I understand perfectly. We are Invaders. Sooner or later, Wirthing spies will
offer enough coin to meet someone’s price, and we will find ourselves
compromised. In that moment, Wirthing will strike, and he will have the
advantage unless we take that advantage from him now.” She crossed her arms
decisively. “This is the only way, short of attacking his castle.”
“At least take Lwyn with you,” Aidan said at last. “A show
of strength would help to protect you and back your word. Bakti could send
warriors with you, as well.”
She smiled faintly. They had shifted from arguing
whether
she would go to
how
. She had won. “No, that would be a mistake. Any
show of strength would signal insecurity in our position, and the presence of
Dhanani would let him know where we have been hiding. Nor can I take any of
the knights, especially Lwyn. Likely they would kill him on sight.”
Aidan snorted. “They would try.”
She smiled again. “No, I must show that we bargain from the
position of strength by showing confidence, not force. I will take only one
person with me.”
* * *
Two figures on horseback approached the southern gate,
separate enough that the guards could see them fully, but still near enough to
each other for protection.
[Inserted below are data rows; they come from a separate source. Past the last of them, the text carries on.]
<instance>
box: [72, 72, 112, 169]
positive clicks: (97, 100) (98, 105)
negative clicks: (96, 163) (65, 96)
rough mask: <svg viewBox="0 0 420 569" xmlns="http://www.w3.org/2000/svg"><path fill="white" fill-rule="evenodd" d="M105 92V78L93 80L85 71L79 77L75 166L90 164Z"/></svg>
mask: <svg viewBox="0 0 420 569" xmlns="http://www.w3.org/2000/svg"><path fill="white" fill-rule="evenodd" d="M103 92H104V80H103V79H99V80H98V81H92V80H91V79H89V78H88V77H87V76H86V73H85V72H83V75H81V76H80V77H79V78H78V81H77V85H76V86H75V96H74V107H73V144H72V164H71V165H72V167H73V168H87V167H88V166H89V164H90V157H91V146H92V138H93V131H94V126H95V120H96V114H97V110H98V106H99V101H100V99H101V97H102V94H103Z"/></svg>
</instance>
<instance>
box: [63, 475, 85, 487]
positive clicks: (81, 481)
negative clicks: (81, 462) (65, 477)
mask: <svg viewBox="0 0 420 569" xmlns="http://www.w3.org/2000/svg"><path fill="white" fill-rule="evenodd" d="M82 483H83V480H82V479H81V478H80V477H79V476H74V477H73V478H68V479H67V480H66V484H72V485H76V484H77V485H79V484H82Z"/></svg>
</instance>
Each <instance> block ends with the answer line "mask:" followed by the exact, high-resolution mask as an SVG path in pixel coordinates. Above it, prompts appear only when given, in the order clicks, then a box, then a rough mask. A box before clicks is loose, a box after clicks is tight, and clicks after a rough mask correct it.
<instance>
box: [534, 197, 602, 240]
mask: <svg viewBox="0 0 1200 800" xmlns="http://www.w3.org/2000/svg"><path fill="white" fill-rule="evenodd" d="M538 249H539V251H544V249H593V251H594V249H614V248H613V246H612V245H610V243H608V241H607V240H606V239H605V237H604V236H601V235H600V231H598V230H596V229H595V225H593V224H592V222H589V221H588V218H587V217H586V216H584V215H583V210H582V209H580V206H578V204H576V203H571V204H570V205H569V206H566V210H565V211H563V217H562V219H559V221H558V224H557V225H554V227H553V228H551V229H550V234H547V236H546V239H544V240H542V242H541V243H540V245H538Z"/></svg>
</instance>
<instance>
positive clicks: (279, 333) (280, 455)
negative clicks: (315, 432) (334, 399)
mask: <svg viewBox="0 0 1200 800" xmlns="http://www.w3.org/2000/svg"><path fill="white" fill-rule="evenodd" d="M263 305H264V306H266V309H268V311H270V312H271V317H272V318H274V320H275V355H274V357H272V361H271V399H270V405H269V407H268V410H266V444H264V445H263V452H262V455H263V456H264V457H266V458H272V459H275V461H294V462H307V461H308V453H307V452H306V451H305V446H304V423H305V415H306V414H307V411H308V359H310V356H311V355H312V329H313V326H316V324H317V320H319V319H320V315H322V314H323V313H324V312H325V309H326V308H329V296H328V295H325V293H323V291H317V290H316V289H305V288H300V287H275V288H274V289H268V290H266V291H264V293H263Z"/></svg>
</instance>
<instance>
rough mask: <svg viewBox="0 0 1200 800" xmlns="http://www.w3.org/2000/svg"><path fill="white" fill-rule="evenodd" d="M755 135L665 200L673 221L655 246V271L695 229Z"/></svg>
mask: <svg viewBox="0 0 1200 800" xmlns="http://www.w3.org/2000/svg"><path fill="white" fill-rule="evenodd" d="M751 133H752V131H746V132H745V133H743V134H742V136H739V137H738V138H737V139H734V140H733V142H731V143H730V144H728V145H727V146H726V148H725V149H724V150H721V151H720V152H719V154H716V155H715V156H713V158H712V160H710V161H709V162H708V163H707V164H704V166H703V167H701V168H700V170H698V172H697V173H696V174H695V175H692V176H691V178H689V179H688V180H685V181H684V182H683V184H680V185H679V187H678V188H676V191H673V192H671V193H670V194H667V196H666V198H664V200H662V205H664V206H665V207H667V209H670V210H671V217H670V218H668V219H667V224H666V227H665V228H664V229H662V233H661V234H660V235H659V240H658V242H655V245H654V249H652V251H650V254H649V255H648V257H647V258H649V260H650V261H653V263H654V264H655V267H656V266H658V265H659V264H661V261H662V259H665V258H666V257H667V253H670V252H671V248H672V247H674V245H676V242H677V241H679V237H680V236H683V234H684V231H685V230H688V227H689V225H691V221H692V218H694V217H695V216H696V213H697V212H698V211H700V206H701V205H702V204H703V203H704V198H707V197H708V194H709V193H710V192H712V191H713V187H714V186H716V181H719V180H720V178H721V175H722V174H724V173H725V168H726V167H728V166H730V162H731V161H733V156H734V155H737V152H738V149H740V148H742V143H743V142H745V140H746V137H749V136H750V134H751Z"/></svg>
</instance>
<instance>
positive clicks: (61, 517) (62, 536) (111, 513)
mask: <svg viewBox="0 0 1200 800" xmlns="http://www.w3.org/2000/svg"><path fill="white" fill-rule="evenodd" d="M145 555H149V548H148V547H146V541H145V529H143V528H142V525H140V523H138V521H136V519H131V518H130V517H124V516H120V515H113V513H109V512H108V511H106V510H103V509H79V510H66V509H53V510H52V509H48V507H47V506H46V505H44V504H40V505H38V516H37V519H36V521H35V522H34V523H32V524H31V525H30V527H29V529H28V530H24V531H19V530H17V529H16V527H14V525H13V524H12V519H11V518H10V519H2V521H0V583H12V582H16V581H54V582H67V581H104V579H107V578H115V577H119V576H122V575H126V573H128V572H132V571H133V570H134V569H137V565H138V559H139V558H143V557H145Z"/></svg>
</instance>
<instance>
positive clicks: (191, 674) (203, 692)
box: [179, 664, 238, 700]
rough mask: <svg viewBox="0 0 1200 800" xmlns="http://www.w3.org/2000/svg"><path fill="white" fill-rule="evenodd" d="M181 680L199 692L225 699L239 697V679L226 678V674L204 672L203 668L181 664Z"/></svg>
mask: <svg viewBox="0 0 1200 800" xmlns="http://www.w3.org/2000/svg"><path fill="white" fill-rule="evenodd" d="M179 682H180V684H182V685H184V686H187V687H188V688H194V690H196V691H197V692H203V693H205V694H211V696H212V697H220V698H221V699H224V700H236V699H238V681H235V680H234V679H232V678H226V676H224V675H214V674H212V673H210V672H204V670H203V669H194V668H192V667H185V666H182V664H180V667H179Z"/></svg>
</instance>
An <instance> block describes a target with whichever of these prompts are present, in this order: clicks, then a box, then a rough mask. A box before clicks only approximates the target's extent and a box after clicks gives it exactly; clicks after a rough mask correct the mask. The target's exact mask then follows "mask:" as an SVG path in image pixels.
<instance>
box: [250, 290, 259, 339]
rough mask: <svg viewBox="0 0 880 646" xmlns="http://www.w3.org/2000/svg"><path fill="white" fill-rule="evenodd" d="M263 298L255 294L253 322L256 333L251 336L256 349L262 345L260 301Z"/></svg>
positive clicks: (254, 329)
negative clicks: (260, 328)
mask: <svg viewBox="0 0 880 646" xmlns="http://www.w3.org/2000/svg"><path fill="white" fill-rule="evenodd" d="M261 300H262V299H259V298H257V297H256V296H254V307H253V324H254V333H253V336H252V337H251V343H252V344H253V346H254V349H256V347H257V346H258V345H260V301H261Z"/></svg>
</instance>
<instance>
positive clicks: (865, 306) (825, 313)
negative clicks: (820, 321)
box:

The horses were unmarked and unremarkable, as were
the riders, undoubtedly by design, but the guards were not concerned. They had
been told to expect them.
Above them in the trees near the castle wall where he’d
positioned himself the night before, Dane watched. He minded the approach of
the guards to the two riders and watched for further preparations in the areas
both inside and outside the castle. Satisfied that the riders were safe from
ambush from outside the castle, he eased himself up slowly to the top of the
curtain wall, gritting his teeth against the cascade of dew and frostmelt that
fell from the branches below as he moved. He could all but feel Gikka’s cuff
on his ear, as well as her whispered words from almost half a decade before.
Quiet and mind the hazards of your space! Bloody
clamorous knights…. Come the drunks from yon tavern to complain of your
clatter, and I’ll kill you myself, I will! Now be still!
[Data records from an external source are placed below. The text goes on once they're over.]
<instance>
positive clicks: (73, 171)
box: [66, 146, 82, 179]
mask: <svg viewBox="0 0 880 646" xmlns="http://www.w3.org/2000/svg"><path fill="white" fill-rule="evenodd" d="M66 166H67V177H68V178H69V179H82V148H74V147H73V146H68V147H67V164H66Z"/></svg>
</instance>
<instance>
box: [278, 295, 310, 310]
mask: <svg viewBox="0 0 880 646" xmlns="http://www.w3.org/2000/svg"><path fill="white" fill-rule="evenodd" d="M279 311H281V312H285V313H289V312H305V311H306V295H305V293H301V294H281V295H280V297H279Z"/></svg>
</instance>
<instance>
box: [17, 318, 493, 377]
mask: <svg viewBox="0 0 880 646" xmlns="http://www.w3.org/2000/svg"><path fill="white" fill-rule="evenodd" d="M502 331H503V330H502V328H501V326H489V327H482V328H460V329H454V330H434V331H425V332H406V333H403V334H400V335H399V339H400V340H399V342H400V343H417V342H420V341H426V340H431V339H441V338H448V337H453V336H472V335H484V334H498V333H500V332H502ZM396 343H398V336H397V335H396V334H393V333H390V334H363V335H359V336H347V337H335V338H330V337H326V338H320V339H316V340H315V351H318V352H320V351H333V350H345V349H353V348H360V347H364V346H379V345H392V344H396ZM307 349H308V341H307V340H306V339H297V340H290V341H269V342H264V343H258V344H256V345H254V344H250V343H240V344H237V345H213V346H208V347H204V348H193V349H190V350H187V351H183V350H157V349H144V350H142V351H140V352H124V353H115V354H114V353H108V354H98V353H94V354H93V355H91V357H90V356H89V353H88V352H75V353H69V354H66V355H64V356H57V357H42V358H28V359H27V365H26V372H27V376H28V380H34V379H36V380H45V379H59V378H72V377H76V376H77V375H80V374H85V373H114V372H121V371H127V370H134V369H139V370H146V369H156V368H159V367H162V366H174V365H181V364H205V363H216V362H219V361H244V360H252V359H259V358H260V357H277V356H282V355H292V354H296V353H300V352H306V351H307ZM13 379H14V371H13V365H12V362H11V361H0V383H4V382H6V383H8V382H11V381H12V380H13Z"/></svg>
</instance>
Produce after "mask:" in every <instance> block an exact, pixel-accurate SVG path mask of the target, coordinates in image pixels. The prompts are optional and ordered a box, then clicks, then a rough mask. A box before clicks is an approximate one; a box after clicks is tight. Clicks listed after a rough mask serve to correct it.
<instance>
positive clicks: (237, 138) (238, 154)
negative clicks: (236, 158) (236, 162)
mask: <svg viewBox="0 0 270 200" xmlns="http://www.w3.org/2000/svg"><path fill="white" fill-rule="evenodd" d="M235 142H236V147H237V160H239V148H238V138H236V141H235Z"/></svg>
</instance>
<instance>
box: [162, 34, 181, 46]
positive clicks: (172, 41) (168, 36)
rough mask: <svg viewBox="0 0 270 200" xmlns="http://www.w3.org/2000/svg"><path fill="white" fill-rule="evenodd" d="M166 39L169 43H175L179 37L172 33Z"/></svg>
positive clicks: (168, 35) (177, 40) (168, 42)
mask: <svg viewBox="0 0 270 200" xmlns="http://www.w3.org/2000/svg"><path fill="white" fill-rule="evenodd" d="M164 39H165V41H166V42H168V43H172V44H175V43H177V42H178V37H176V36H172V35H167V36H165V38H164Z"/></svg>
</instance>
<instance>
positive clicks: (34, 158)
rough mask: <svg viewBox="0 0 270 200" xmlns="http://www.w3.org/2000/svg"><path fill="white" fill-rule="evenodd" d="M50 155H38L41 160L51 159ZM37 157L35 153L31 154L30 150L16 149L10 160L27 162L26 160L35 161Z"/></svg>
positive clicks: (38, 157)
But Wirthing’s guards had not noticed, so focused were they
upon the riders. Relieved, he hefted himself high onto the castle wall to be
sure nothing had changed since he had first brought the message to Wirthing
three days before. No knights, no soldiers, no preparations for battle. Only
guards and servants wandered the grounds as far as he could see. For now, at
least, it seemed the riders were safe, or as safe as they could be, given that
they were entering the enemy’s stronghold.
Something about it felt wrong. It seemed entirely too
perfect, like a masque. He started to give a starling’s call––a peculiar but
natural sound that everyone at Brannagh recognized as Gikka’s call for caution––but
stopped short. Wirthing’s men had been allied to Brannagh in the war. They,
too, would recognize that cry. He scowled to himself, helpless to warn the
riders and not even certain that he had seen anything that warranted warning in
the first place, and moved off along the wall to find a safer vantage point.
One of the riders lowered the hood of her threadbare but
otherwise undistinguished cloak, and a spill of unkempt silvered copper hair
tumbled down about her shoulders.
“Lady Glynnis of Brannagh,” she said simply.